Bravo Paolo Maninchedda. Segnalo che con altri genitori a Cagliari stiamo facendo nascere i patti digitali e ne parleremo venerdì in un incontro alla MEM
Altro esempio, la “calligrafia”. Un museo di Chicago sta cercando qualcuno che sappia “interpretare” il corsivo per copiare, COPIARE antichi testi. Anche li ormai sanno leggere solo lo stampatello.
E’ uno dei mille aspetti da cui si evince che la nostra società si è totalmente scordata delle fondamenta, i bambini e le tradizioni dei popoli. I bambini, come i vecchi sono un peso, anche se pian piano ci si sta accorgendo che questo capitalismo hi-tech è un suicidio anche economico (https://www.unionesarda.it/economia/sardegna-in-crisi-da-spopolamento-in-ventanni-persi-quasi-2-miliardi-di-capacita-produttiva-xm8un8yn)
Buongiorno,
Mi trovo perfettamente in linea col sistema Svedese, ultimamente sono un po’ (molto) infastidito dall’eccesso di importanza che si sta dando all’Intelligenza artificiale e alla robotica, in continua competizione con l’uomo…È mio pensiero che la politica debba studiare e proporre alla società modi e tempi per l’avanzamento delle nuove tecnologie in maniera più graduale…
Ciò non significa mettere limiti all’evoluzione della Scienza, ma mettere in atto delle linee guida per il suo utilizzo…
Egregio Professore,
io sarei del parere che in questa vexata quaestio non sia corretto tenere fuori dall’arena un’altra componente fondamentale: i genitori.
I quali, guarda caso, sono i primi a gratificare i loro bimbi (forse per levarsi dai piedi la rogna dei loro mugugni) regalandogli un super smartphone già alle elementari.
Chiedere alla scuola di combattere da sola questa battaglia è come pretendere che scali l’Everest con le ciabatte.
Cordiali Saluti
Testimonianza di una insegnante che quest’anno ha una prima elementare:
“Non sanno neanche parlare, non conoscono termini di uso comune, non tengono a mente nulla e comunque non capiscono quello che diciamo. Siamo disperate, stiamo lavorando con loro come se avessimo bambini di 3 anni appena. Anzi nemmeno perché non reagiscono agli stimoli, stiamo lavorando come se stessimo facendo terapia. …
Non abbiamo mai visto una roba del genere. …
Si salva l’unico col sostegno che è ben seguito anche a casa. Lui conosce tutti i termini. …
Come si chiama chi cura il giardino? Dottore.
Vome si chiama chi vende frutta e verdura? Cassatore.
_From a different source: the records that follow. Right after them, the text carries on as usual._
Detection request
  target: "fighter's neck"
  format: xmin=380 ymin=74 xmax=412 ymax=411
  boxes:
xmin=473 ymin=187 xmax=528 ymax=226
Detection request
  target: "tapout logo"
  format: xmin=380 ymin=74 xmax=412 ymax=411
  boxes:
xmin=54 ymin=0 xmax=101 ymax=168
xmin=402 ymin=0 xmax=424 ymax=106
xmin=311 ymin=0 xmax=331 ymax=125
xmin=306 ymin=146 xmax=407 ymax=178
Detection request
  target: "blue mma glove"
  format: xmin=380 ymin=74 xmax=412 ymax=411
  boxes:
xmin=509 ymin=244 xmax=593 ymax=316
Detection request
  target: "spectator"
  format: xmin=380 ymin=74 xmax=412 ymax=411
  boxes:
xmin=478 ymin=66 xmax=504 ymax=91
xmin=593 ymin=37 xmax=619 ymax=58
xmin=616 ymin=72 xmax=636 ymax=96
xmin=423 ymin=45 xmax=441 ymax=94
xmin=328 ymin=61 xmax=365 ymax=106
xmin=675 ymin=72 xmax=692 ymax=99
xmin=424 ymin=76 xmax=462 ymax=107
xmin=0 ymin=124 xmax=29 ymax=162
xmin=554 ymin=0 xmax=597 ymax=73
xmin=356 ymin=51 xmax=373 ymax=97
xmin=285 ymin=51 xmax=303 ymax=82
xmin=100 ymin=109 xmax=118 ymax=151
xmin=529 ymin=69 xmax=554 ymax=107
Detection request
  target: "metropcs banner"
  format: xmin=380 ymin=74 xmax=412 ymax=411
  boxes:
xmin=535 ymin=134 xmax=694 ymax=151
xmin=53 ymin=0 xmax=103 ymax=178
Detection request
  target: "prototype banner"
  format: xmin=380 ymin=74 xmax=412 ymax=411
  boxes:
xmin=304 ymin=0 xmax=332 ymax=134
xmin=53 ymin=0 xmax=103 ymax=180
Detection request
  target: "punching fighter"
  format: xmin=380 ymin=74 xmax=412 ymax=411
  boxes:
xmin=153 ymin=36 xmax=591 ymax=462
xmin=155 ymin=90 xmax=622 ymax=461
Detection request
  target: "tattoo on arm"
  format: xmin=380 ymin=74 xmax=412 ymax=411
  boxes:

Come si chiama chi vende giornali? Niente…
Come si chiama chi fa e vende il pane? Supermercato, cassa; alla fine è saltato fuori il nome di un tipo che ha il panificio vicino alla scuola. …
Cosa si usa per pesare? Pesatore.
Dove troviamo scritti giorni e mesi? Nel giornale appeso. Nessuno sapeva cosa fosse il calendario.
Cos’è Cagliari? Risposte: Roma, Firenze, Napoli. …
Ancora: chiedi quante dita ha una mano e le contano. Sanno contare sino a 10, non sanno ancora contare all’indietro. Non sempre associano numero a quantità. …
La sella del cavallo è quella pelosa che ha sotto il braccio. …
Stanno tutto il giorno mollati con TV in camera e cellulare.”
Certe cose fanno male al cuore. Perché i bambini interessati sono una classe intera. Dove stiamo andando?
Le famiglie sono state informate, ma hanno un bassissimo livello culturale e comunque non hanno capito la gravità della situazione. Non usano strumenti digitali a scuola, ma trascorrono la loro vita con quegli strumenti in mano, per tutto il resto della giornata.